The jet wash and the bass of engines dissolve on my face as I stand near a highway and watch planes descend into the liquid dark. I look up, veins strained, neck craned -- I could touch this plane if I reach out and stretch my arms, it feels like I could. Adrenaline gushes into the heart, turns it into a bass drum. The thrill becomes the drill. The plane levels with the runway, the air is pinned down to the fresh innocent grass, shredded by the engine turbines.
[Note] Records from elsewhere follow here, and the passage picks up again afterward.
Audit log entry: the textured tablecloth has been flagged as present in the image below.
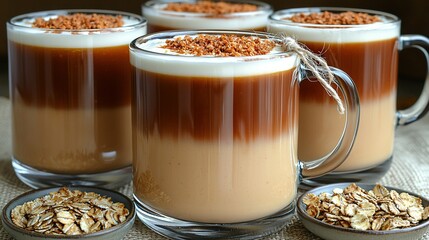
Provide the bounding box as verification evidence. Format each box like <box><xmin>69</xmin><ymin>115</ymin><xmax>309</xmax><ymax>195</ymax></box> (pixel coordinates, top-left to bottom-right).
<box><xmin>0</xmin><ymin>97</ymin><xmax>429</xmax><ymax>240</ymax></box>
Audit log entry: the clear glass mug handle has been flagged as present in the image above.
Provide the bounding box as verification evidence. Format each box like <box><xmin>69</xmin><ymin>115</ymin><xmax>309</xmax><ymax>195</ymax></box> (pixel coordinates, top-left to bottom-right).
<box><xmin>396</xmin><ymin>35</ymin><xmax>429</xmax><ymax>125</ymax></box>
<box><xmin>298</xmin><ymin>67</ymin><xmax>360</xmax><ymax>179</ymax></box>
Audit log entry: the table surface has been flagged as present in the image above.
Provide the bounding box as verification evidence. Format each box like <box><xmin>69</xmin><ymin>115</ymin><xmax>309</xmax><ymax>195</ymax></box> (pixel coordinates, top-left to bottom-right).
<box><xmin>0</xmin><ymin>97</ymin><xmax>429</xmax><ymax>240</ymax></box>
The ground is cold, the chill slowly snakes around my legs, seeps through under my jeans, into the skin. Another plane is zooming in, and after it, in a greater distance, one more.
My phone buzzes in my coat pockets, an incoming text. Let me treat you to a glass of ice champagne with strawberries and mint. The bitter, sharp smell of jet fuel weighs down the air, I gasp for breath. I pull a pack of chewing gum, peppermint, out of my jeans pocket. I take three pieces, the mouth is instantly awash with xylitol.
In the morning, from the bed unmade still, I'll watch other planes knife through the non-resistant light.